Jupyter notebooks provide a convenient interface for sharing data and functions between Python and R through use of the Python rpy2
module. By combining all of your code from across multiple languages inside a single notebook your workflow from analyses to plots is easy to follow and reproduce. In this notebook, I show an example of exporting data from an ipyrad JSON object into R so that we can create high quality plots using plotting libraries in R.

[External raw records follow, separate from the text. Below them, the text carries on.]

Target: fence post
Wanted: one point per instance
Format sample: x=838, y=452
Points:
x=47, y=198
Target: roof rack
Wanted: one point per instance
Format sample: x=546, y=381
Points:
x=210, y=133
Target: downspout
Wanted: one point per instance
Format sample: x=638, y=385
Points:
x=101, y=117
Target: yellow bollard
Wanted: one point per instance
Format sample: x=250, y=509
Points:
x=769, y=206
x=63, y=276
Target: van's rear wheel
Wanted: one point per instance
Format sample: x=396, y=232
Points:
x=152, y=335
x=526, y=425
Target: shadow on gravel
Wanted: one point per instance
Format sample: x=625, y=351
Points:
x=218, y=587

A large motivation for creating the JSON storage object for ipyrad Assemblies is that this object stores all of the information for an entire assembly, and thus provides a useful portable format. This way you can execute very large assemblies on a remote HPC cluster and simply import the small JSON file onto your laptop to analyze and compare its size and other stats. It is of course easiest to analyze the stats in Python since ipyrad has a built-in parser for these JSON objects. However, many users may prefer to use R for plotting, and so here we show how to easily transfer results from ipyrad to R.
In [2]:
## import ipyrad and give it a shorter name
import ipyrad as ip
In [3]:
## create a test assembly
data = ip.Assembly("data")
data.set_params('project_dir', 'test')
data.set_params('raw_fastq_path', 'ipsimdata/rad_example_R1_.fastq.gz')
data.set_params('barcodes_path', 'ipsimdata/rad_example_barcodes.txt')

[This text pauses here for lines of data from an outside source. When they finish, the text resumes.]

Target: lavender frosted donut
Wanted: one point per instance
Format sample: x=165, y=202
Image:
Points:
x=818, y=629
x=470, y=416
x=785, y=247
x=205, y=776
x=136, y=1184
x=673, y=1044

## Assemble data set; runs steps 1-7
data.run('1')
In [4]:
## load the JSON file for this assembly
data = ip.load_json("test/data.json")
In [5]:
## Data can be accessed from the object's stats and stats_df attributes
print data.stats
In [6]:
## This requires that you have the Python module `rpy2` installed.
## If you do not, it can be installed in anaconda with:
## conda install rpy2
There are a few odd tricks to using this module. One being that you shouldn't try to transfer objects with '.' in their names. R doesn't like that. So simply rename these objects before passing them. Below I rename the stats data frame and then use the '-i' flag in R to import it into R namespace. The "%R" at the beginning of the line tells IPyhton to execute just that line as R code.
In [7]:
%load_ext rpy2.ipython
In [25]:
## rename data.stats as statsDF
statsDF = data.stats
## import statsDF into R namespace
%R -i statsDF
In [26]:
%%R
print(statsDF)
In [92]:
%%R -w 350 -h 350
## the dimensions above tell IPython how big to make the embedded figure
## alternatively you can adjust the size when you save the figure
plot(statsDF$reads_raw,
statsDF$reads_filtered,
pch=20, cex=3)
In [13]:
### Other stats from our assembly are also available.
### First store names and then import into R
s5 = data.stats_dfs.s5
s7L = data.stats_dfs.s7_loci
s7S = data.stats_dfs.s7_snps
s7N = data.stats_dfs.s7_samples
## no spaces allowed between comma-separated names when
## transferring multiple objects to R
%R -i s5,s7L,s7S,s7N
In [24]:
%%R -w 800 -h 320
##
barplot(s7N$sample_coverage,
col='grey30', names=rownames(s7N),
ylab="N loci",
xlab="Sample")
In [14]:
%%R -w 450 -h 400
print(s7S)
barplot(s7S$var,
col=rgb(0,0,1,1/4),
names=rownames(s7S),
ylab="N loci", ylim=c(0, 400),
xlab="N variable sites")
barplot(s7S$pis,
col=rgb(1,0,0,1/4),
names=rownames(s7S),
ylab="N loci", ylim=c(0, 400),
xlab="N variable sites",
add=TRUE)
You can of course make much more complex figures with the data for your own Assembly. And you can also create figures to compare stats among multiple Assemblies. See also the R package RADami which has some functions for analysis and plotting using the .loci output file from ipyrad.
If you're an R afficionado please contribute to the ipyrad cookbooks with more advanced plots or analyses, and add your notebooks to the cookbook collection by submitting them to the ipyrad github repo.